И Мишка её не  раздолбай , не орочь бездушная, у соперы, поди, родители живы, их-то утешить захочет. Он же добрый Мишка, от что-то, а жалеть умеет. Всех ему жаль, всех спас бы да полой накрыл. Эх, Мишаня, Мишаня! Не эта б жалость так и жили б себе?
Он к козе драной тоже с жалости прильнул. Разведёнка, брошенка, гвоздя сама не вобьёт, ведра не вынесет… дожалелся!
***

– Колечко моё возьми и серёжки, мне они теперь ни к чему, пусть тебе,а? - Райка с ушей серьги тянула, суетилась.
Подружка Зойка столбом стояла, как, значит, с койки её подняла, так и застыла, одна нога в тапке, другая в носке полосатом. Из прочей одёвы только крестик на верёвочке. Видать, вчера опять милаха с трассы сворачивал. А к утру – пыль столбом, и только видели.
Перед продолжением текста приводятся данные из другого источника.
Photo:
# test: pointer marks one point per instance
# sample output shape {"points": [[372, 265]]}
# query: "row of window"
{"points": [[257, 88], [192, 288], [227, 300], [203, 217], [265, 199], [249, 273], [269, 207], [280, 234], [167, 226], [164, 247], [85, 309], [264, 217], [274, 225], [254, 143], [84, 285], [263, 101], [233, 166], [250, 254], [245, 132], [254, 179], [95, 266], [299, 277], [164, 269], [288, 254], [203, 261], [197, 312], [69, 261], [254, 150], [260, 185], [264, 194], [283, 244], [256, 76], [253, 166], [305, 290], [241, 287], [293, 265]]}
– Значит, запомни, у Дениски аллергия на клубнику, ему ягод не давай, Гошка, тот всё ест, но ему я лишай путём не залечила.Ты дёгтем мажь. В комоде верхний ящик – маечки и трусишки, второй –рубашечки, нижний – джинсы и трикошки. А носки в узелке, тебе Гошка покажет. Я всё перестирала, избу выбелила, т если полы помыть, как Мишка приедет. Он пыли страсть, как не любит. И ты первое то время ему готовь, ну пока не найдёт кого? Значит, блины не любит, а по пирогам прям умирает. М-м-м-м и ест-то так сладко. А знаешь, с луком и яйцом особенно любит. Но ты приглядывай у него желудок больной....
– А-а-а-а-а-а! – Зойка вдруг иерихонской трубой взвыла. – Да штоб из-за этих кобелей паршивых в тюрягу! Етитна жизнь, Райка. Да убери ты серьги свои дурацкие!
Райка обиделась:
– Чегой-то серёжки дурацкие? На них проба имеется, всё как у людей. Мишка отродясь барахла не брал. Это, может, твой недомерок тебе брякалки с китайского рынка возит за рубь сорок, а Мишаня...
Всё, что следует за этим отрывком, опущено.